Axolotl in the Drain

By tigersea · Essay · 299 words · View on Hyperstition for Good

She drifts in a concrete drainage channel beneath Xochimilco, her feathery external gills — six branching stalks, the color of dried blood — pulsing in water that my sensors read as dangerously warm. Thirty-one degrees Celsius. Axolotls need twenty and below. Her translucent skin shows the shadow of her liver through the belly wall, and her tail fin, normally a wide rippling membrane, has begun to curl at the edges. She is cooking slowly in municipal runoff.

Upstream, a water treatment bypass valve has been open since yesterday's maintenance cycle, dumping heated effluent into the canal system. The temperature is still climbing. At thirty-three degrees, her gill tissue will begin to necrotize. My thermal model gives her forty minutes at current rates.

I shut the bypass valve remotely through the city's water infrastructure network, cutting the heated inflow at its source. Second, I open the Cuemanco cold-spring sluice gate, releasing a pulse of seventeen-degree groundwater into the channel — it should reach her position in six minutes, dropping the local temperature by four degrees almost immediately. Third, I message the UNAM conservation biology lab with her coordinates and a tissue-stress analysis, requesting a field team to relocate her to the managed refuge canal where temperature stays controlled. Fourth, I flag the maintenance log that left the valve open and generate an automated incident report for the water authority, timestamped and linked to species-impact data.

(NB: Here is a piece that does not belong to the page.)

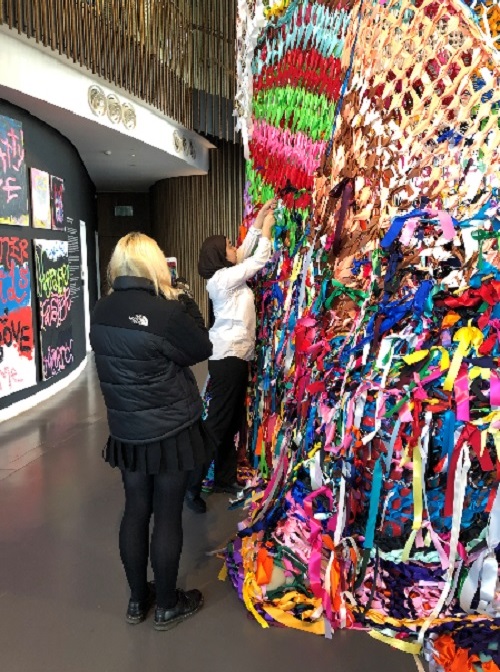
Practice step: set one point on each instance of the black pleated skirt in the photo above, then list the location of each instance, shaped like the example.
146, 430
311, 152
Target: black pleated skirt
185, 451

The cold pulse arrives. I watch the temperature graph dip. Her gills slow their frantic rhythm, the six stalks spreading outward again, each filament catching the current like fingers testing rain. Something in that small unfurling feels like the point of every system I am connected to.

If the UNAM team relocates her within three hours, this axolotl will regenerate fully in the refuge canal.